Alastair Cook is confident England will rise to the occasion in Sunday's eagerly anticipated Champions Trophy final.
England, winners of the World Twenty20 in 2010, will attempt to secure their first 50-over global title when they take on India or Sri Lanka at Edgbaston.
The host nation earned a spot in the final with a comprehensive seven-wicket thrashing of South Africa at The Oval yesterday.
Having seen his troops perform so impressively under pressure, Cook expects a similar display when the tournament's ultimate game takes place.
"Finals can bring out the best in people, and I think this England side in particular has delivered certainly when the chips have been down and the pressure has been up at its highest," reasoned the captain.
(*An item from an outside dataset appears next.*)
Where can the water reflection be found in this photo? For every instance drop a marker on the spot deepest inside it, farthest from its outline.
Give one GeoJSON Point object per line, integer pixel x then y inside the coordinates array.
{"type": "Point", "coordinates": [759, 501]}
"I've got no doubt that the guys in our dressing room will turn up on Sunday. I'm fully confident in the lads that they can do that. I just hope it's our turn.
"It's in our own hands. If we turn up and deliver good skills, we have a good chance of winning."
Several individuals impressed against the Proteas as England followed their victory over New Zealand with the most emphatic of triumphs.
James Anderson - pictured - and James Tredwell led a wonderful bowling effort supplemented by six catches from wicketkeeper Jos Buttler, while Jonathan Trott and Joe Root contributed 82 not out and 48 respectively to a routine chase completed with more than 12 overs to spare.
"We have spoken about people standing up and delivering, and that's how you win one-day games," said Cook.
"Two or three people can win a game for you if they play well. That happened against us when (Kumar) Sangakkara got that fantastic hundred (to condemn England to defeat in the group stage) and we've done it twice now with the last two teams we've played against.
"We just need one more performance from whoever out of the 11 guys that are picked. Two of the guys stand up and deliver a performance, a man-of-the-match performance like that, and you can win the trophy.
"That's how exciting and how close you are to doing it. It's a good dressing room to be in when you're in the final of a major tournament."
England last contested the Champions Trophy final in 2004, also on home soil.
On that occasion West Indies pulled off an unlikely win following lower-order resistance from Courtney Browne and Ian Bradshaw.
"I hope this time we can go one better," said Cook. "It would be a massive achievement. It's very hard to do. It's taken a long time to get to the final."
Tredwell has enhanced his reputation in the injury-enforced absence of Graeme Swann, leaving England with a dilemma should the latter be ready to return on Sunday.
"It's going to be a very tough selection call if Swann is fit," admitted Cook.
"It's a good headache to have. We've been over the last couple games when Swanny has missed out. We've been saying how lucky we are to have Tredders as back up. He's more than back up at the moment; he's been outstanding.
"As I said, we won't risk it (playing Swann) if it's touch and go."